We’ve also had support globally, we’ve had monthly donations from people in Canada and America – expats from Scotland or a broader Sikh community that wants to support our work. For me that’s really exciting, its been inspiring people around the world.

Another thing that’s been inspiring has been the multi-faith element. Sikhs have been just one part of the people we support. We are a true multi-faith multi-cultural partnership and actually over the summer we were operating the Sikh food bank from local churches as well. The operation had got so big that we needed more centres – who would have thought before Covid that you would have had a Sikh food bank running from a local church? That’s exciting.

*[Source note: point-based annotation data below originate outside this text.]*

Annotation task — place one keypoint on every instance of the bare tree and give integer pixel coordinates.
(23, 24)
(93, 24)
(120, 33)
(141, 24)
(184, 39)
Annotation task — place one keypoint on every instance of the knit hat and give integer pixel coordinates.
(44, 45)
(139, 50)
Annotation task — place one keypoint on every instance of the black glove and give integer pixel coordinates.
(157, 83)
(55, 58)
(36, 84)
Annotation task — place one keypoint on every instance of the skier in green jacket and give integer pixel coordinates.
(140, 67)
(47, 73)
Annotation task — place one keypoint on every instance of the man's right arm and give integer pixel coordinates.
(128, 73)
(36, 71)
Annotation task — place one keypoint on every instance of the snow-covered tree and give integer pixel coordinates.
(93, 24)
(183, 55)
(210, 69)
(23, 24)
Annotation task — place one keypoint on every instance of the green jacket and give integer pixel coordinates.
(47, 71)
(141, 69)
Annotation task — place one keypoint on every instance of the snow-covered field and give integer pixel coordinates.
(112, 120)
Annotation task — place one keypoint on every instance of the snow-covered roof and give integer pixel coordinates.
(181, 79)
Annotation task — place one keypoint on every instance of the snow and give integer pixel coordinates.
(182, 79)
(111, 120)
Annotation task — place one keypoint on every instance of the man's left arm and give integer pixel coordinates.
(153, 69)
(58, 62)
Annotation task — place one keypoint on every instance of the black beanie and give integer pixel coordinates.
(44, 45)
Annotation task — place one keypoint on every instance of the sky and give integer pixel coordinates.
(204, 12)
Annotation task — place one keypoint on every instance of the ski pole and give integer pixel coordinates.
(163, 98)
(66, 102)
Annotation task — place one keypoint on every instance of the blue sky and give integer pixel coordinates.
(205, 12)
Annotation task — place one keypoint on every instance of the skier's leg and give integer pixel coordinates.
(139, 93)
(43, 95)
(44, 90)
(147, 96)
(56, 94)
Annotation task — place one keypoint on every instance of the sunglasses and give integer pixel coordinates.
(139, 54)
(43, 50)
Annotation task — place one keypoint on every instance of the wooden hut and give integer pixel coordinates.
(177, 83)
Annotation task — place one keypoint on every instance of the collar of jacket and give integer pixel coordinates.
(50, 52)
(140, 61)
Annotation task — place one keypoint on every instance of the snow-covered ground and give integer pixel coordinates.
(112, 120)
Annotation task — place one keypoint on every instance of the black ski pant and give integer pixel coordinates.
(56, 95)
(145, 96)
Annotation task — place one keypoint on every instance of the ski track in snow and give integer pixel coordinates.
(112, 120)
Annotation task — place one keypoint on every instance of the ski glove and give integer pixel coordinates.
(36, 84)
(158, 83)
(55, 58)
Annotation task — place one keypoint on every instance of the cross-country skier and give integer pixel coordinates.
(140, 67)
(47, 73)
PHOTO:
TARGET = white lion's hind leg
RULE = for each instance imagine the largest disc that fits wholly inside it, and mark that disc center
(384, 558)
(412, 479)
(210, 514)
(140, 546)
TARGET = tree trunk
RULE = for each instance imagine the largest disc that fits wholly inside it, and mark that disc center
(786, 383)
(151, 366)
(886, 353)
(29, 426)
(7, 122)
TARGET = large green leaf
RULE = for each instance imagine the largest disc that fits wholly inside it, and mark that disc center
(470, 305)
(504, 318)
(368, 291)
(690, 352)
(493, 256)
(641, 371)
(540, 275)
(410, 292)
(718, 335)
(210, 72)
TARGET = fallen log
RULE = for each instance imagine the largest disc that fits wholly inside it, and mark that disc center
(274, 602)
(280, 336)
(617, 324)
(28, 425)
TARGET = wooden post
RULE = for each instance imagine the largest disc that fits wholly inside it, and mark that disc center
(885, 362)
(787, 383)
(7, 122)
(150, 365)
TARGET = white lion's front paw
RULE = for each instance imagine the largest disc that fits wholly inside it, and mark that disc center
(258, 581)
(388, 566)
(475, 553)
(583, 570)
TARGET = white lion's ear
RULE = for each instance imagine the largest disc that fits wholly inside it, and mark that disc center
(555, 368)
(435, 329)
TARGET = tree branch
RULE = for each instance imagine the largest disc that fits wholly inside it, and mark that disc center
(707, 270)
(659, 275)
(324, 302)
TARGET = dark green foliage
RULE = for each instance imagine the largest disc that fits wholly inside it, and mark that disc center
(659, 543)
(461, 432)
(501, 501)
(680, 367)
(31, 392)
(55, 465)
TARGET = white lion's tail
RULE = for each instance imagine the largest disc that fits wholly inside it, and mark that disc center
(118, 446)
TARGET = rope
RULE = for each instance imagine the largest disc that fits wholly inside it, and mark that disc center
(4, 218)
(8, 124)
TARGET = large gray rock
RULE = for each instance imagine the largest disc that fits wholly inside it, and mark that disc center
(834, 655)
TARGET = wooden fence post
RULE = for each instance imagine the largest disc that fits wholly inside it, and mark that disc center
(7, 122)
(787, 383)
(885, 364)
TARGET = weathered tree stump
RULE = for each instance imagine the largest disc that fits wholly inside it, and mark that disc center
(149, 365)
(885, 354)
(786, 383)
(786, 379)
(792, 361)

It speaks to the heart of what we’re all about which is to have that human connection and build our local communities. For me moving forward that’s what I’d like to see more of, that collaboration.

What have you personally learnt from this year?

One of my biggest personal takeaways is that sometimes we put boundaries around ourselves. ‘I can’t do that’ or ‘that’s never going to work’ or ‘that’s a really good idea but I’m too scared to share it, because what if it fails?’ I’ve been guilty of that in the past, and I nearly did that back in March. I was this close to not having the conversations about the Sikh Food Bank because I told myself I’m really busy at work and I need to give my 110% into only one entity. Actually what I realised was that’s actually not the case. As individuals we are really resilient and we have the capacity to lay on an extra layer of activity. From my experience I can say if its something of value that people can get behind those worries about can I or can’t I do this, are really quickly refuted because people get behind you. I’ve learned to push yourself more.

It was one of the best decisions of my life to take a risk and go for it.